Will Turkish Laicite Save The World?
[Originally published in Hurriyet Daily News]
An opinion piece published in these pages a few days ago was praising Turkey's self-styled secularism with generous words. This thing called laicite, originally an import from France, was, according to the argument, so great that now it was "becoming an asset for Turkey's relations with Europe." And the proof, the reasoning went, was that a few European countries were studying Turkey's Religious Affairs Directorate in order to train their own state-supported imams.
Well, I have hardly heard an argument that is this objectionable. And let me tell you why.
Laicite revisited
First of all, here is what I think: Secularism, in the sense of separation of religion and state, is something I am fully supportive of. For I do not want the state to tell me what is right or wrong in regard to religion. I also do not want a particular religious group to impose its own interpretation of religion on the state. Separate the two, and we will all be better off.
But Turkish laicite does not serve this liberalizing purpose. It has two main characteristics that are both pretty authoritarian. First, it wants to erase religion from public life by suppressing religious practices and symbols. The ban on the headscarf is a good example, among many others.
The second thing about Turkish laicite is that it totally dominates and manipulates religion for the state's purposes. It even wants to monopolize religion, for it does not allow the existence of any civil religious movement that is independent from the state.
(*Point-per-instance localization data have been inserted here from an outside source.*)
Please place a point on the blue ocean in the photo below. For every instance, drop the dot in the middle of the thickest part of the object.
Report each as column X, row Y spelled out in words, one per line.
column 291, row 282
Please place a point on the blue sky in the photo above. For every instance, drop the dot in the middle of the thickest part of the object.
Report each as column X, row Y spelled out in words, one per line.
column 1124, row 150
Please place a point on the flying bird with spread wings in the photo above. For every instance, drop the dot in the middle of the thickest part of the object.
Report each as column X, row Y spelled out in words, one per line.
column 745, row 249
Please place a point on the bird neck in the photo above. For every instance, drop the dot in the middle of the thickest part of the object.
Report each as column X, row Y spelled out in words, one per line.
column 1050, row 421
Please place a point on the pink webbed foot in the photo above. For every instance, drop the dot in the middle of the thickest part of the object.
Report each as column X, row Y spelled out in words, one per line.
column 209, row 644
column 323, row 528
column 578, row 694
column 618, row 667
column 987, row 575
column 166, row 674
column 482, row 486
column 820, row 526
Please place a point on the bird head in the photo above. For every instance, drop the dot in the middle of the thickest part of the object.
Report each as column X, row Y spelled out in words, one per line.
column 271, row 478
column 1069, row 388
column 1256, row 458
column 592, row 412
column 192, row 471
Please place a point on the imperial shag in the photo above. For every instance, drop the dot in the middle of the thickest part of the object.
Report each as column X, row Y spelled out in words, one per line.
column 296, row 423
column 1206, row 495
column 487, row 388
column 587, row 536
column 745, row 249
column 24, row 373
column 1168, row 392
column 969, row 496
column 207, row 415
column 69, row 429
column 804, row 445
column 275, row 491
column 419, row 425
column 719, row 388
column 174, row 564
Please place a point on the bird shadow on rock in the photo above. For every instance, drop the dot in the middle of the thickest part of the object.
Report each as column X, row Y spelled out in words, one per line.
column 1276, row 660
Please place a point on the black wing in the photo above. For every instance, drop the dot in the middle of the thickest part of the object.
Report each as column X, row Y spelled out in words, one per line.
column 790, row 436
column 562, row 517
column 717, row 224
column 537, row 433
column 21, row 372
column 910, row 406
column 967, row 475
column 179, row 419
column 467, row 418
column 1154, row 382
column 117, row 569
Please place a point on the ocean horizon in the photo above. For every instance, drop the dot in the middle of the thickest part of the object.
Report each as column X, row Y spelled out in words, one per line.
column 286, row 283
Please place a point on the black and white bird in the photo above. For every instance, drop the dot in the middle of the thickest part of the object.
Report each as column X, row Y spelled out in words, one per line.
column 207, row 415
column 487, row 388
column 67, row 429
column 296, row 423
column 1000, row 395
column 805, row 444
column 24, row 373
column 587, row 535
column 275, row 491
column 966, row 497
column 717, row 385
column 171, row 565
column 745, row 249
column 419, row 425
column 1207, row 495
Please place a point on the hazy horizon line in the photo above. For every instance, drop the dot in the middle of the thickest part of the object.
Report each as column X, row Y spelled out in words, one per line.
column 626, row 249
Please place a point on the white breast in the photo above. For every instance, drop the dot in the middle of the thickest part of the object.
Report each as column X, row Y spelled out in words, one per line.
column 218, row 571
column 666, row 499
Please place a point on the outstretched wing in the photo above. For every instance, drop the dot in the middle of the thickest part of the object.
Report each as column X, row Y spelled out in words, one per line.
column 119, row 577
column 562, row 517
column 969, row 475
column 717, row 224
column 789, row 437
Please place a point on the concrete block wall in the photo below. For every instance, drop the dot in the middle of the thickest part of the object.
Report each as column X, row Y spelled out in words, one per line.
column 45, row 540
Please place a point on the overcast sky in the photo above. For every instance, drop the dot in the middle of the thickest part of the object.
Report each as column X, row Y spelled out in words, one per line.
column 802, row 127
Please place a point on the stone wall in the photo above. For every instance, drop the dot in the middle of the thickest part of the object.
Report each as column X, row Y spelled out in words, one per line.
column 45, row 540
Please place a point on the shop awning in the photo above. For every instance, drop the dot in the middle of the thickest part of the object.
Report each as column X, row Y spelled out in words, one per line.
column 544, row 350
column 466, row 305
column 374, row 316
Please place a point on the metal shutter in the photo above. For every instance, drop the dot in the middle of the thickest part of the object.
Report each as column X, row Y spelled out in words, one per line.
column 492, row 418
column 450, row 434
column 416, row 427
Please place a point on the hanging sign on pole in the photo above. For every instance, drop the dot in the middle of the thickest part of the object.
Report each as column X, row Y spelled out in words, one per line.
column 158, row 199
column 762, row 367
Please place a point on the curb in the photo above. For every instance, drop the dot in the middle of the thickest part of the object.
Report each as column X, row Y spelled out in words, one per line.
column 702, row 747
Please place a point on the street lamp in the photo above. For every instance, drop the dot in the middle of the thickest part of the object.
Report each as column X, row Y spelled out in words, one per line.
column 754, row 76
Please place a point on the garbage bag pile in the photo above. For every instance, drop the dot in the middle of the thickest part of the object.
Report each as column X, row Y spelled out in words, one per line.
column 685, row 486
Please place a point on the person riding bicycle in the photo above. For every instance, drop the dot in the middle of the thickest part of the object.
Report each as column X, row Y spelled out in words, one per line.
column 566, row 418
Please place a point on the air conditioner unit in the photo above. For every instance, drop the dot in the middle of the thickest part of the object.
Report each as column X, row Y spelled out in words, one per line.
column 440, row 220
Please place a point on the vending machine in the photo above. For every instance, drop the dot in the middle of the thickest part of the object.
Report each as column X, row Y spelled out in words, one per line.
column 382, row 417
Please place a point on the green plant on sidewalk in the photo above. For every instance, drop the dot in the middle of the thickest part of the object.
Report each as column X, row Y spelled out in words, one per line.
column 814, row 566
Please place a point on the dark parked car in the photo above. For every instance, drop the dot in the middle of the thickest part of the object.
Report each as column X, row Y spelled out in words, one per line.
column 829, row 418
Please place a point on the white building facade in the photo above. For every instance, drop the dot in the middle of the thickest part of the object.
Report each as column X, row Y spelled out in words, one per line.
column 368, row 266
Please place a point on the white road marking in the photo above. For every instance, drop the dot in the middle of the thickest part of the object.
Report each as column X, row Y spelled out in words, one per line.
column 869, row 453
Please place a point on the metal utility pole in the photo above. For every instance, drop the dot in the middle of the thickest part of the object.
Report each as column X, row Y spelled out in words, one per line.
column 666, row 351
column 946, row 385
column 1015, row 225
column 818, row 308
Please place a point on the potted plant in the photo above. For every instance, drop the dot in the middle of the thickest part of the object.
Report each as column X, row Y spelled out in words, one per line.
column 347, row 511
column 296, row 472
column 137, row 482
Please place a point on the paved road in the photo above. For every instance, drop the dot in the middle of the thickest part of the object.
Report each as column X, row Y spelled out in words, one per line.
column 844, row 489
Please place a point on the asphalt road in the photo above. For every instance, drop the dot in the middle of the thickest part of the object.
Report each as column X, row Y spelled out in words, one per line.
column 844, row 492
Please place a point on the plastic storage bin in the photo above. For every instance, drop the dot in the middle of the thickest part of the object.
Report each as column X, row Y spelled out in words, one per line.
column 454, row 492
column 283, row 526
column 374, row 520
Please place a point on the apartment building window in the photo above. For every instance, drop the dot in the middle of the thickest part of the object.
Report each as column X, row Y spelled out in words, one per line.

For example, all Sufi orders and other Islamic communities who have their own charismatic leaders have been officially banned in Turkey since 1924. This ban was quite strict in the heydays of laicite (1925 to 1950), and Islamic figures such as Said Nursi were jailed for simply writing books that praise Islam. Newpapers from the '30s were full of headlines about the followers of Nursi, or "Nurcus," arrested by the police with their "illegal materials," such as books, letters and prayer caps.
This ban has been softened over the years, and communities such as Nurcus have started to operate relatively freely, but they still feel themselves under threat. That is why, when you ask, they would hardly define themselves as a religious movement. They rather use euphemistic concepts such as culture, wisdom or even "love." This is not because they are dishonest. It is rather because they are living in a system in which any reference to religion is unwelcome and even dangerous.
Now, some secularist Turks who are articulate enough to chat with you on liberal democracy would tell you that this authoritarian laicite is actually good, for it saves us from a greater evil, which is fundamentalist Islam. "Had Atatürk not crushed those Islamic orders," they could even whisper to your ear, "we would not be looking over the Bosphorus and sipping these nice martini cocktails."
Well, do not buy into that. This argument presupposes that Turkey was something like the Taliban's Afghanistan before laicite saved us. The truth, however, was that Turkey had already been modernizing itself since early 19th century, and its Islam was hardly fundamentalist. (So, you would certainly be able to find bars in pre-Kemalist Istanbul, places where many Ottomans, including the young Mustafa Kemal Paşa, frequented.)
The connection between laicite and fundamentalism is actually the opposite of what the Turkish secularists argue. The former is not a precaution to the latter; they are rather the two sides of the same coin. By suppressing even the most moderate expressions of Islam, and impoverishing Islamic thought by closing down all of its institutions, laicite opened the way for a more unrefined, literalist and angry Islam that emerged in Turkey in the '70s. This trend soon created the "Milli Görüş" (National View) movement of Necmeddin Erbakan, which was a great step back from the Islamic liberalism that Ottoman intellectuals such as Namik Kemal were able to articulate a century before.
Diyanet matters
Finally, let's come to Turkey's Religious Affairs Directorate, or, as it is simply called in Turkish, the Diyanet. I, too, think positively about this institution, and its growing prestige in Europe and the Middle East. And it is true that the Diyanet is a part of the state system that laicite had formulated.
However, the institution is rooted in the Ottoman experience, and not in Turkish laicite's strong aversion to religion. The latter had allowed Diyanet only unwillingly and kept it quite weak until the Cold War when the Machiavellian Turkish state realized that a little bit of religion can be helpful against the communist threat.
Yet still, the Diyanet has remained highly unpopular among Turkey's conservative Muslims, for it was seen as a tool of the authoritarian state. This started to change in the last two decades when the Diyanet started to prove that it was not a yes-man of the laicite regime. The latter's ban on the headscarf, for example, was never supported by the Diyanet, and the latter kept on saying that it is an established practice in the Islamic tradition.
To sum it up, I should say Turkey indeed has an Islamic heritage that it can proudly share with the outside world. But that heritage was not produced by laicite. It rather has survived in spite of it.